A window into 'The Avengers' TV Series

Being in the Science Fiction community in the 80s, it was hard to avoid mention of the old British TV series "The Avengers." And then there was the notorious 1998 Hollywood film starring Uma Thurman and Ralph Fiennes, which achieved an appalling 5% on Rotten Tomatoes. I've often wondered what this oh-so-greatly-loved show was about. When a random disc from the series appeared in front of me at the library, I picked it up. This is the fourth disc of 1966, including the episodes "The House That Jack Built," "A Sense of History," "How to Succeed ... at Murder," and "Honey for the Prince."

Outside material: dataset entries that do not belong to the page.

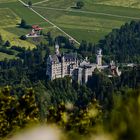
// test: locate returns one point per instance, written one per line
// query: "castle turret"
(99, 57)
(56, 49)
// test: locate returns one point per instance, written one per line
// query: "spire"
(56, 48)
(99, 57)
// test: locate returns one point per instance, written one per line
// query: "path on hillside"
(40, 2)
(49, 22)
(87, 12)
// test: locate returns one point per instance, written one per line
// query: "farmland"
(95, 20)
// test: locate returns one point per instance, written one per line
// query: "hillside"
(95, 20)
(123, 44)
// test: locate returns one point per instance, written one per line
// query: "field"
(92, 23)
(124, 3)
(95, 20)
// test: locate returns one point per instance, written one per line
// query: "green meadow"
(95, 20)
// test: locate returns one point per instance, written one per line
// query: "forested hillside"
(123, 44)
(111, 104)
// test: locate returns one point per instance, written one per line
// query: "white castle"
(61, 65)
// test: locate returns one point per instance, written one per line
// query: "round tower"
(99, 57)
(56, 49)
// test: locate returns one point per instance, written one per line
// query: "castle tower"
(56, 49)
(62, 65)
(99, 57)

Wikipedia suggests that the first couple episodes were actually about avenging something (a murder), but by the fourth season it was simply an excuse for Patrick Macnee and Diana Rigg to run about being goofy, solving crimes with smart minds and an ability to fight, and be charmingly deceptive when necessary. While the cover shows Rigg clinging to Macnee, the DVD shows her to be eminently capable of taking care of herself. He rides to the rescue once, only to find that she's already got herself out of trouble: "Where's your shining armour?" "Oh, ah, it's at the laundry." It was lovely to see a capable woman who didn't need rescuing - particularly in something from the 1960s. On the flip-side of that, in all four episodes they find a way to get her into a revealing costume. Macnee on the other hand is always dressed in a suit and tie. So only partial points for the creation of a strong female lead.

Charming, somewhat entertaining, and about as deep as a puddle. I'm afraid it falls under the Samuel Johnson quote: "Worth seeing? Yes; but not worth going to see."